Eric T. Trexler, Katie R. Hirsch, Bill I. Campbell and Abbie E. Smith-Ryan
The purpose of the current study was to evaluate changes in body composition, metabolic rate, and hormones during postcompetition recovery. Data were collected from natural physique athletes (7 male/8 female) within one week before (T1) competition, within one week after (T2), and 4–6 weeks after (T3) competition. Measures included body composition (fat mass [FM] and lean mass [LM] from ultrasongraphy), resting metabolic rate (RMR; indirect calorimetry), and salivary leptin, testosterone, cortisol, ghrelin, and insulin. Total body water (TBW; bioelectrical impedance spectroscopy) was measured at T1 and T2 in a subsample (n = 8) of athletes. Significant (p < .05) changes were observed for weight (T1 = 65.4 ± 12.2 kg, T2 = 67.4 ± 12.6, T3 = 69.3 ± 13.4; T3 > T2 > T1), LM (T1 = 57.6 ± 13.9 kg, T2 = 59.4 ± 14.2, T3 = 59.3 ± 14.2; T2 and T3 > T1), and FM (T1 = 7.7 ± 4.4 kg, T2 = 8.0 ± 4.4, T3 = 10.0 ± 6.2; T3 > T1 and T2). TBW increased from T1 to T2 (Δ=1.9 ± 1.3 L, p < .01).

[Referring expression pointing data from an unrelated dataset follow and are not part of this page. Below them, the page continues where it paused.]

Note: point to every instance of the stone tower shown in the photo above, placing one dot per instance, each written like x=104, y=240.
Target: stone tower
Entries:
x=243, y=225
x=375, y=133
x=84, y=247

RMR increased from baseline (1612 ± 266 kcal/day; 92.0% of predicted) to T2 (1881 ± 329, 105.3%; p < .01) and T3 (1778 ± 257, 99.6%; p < .001). Cortisol was higher (p < .05) at T2 (0.41 ± 0.31 μg/dL) than T1 (0.34 ± 0.31) and T3 (0.35 ± 0.27). Male testosterone at T3 (186.6 ± 41.3 pg/mL) was greater than T2 (148.0 ± 44.6, p = .04). RMR changes were associated (p ≤ .05) with change in body fat percent (ΔBF%; r = .59) and T3 protein intake (r= .60); male testosterone changes were inversely associated (p≤ .05) with ΔBF%, ΔFM, and Δweight (r=-0.81–-0.88). TBW increased within days of competition. Precompetition RMR suppression appeared to be variable and markedly reversed by overfeeding, and reverted toward normal levels following competition. RMR and male testosterone increased while FM was preferentially gained 4–6 weeks postcompetition.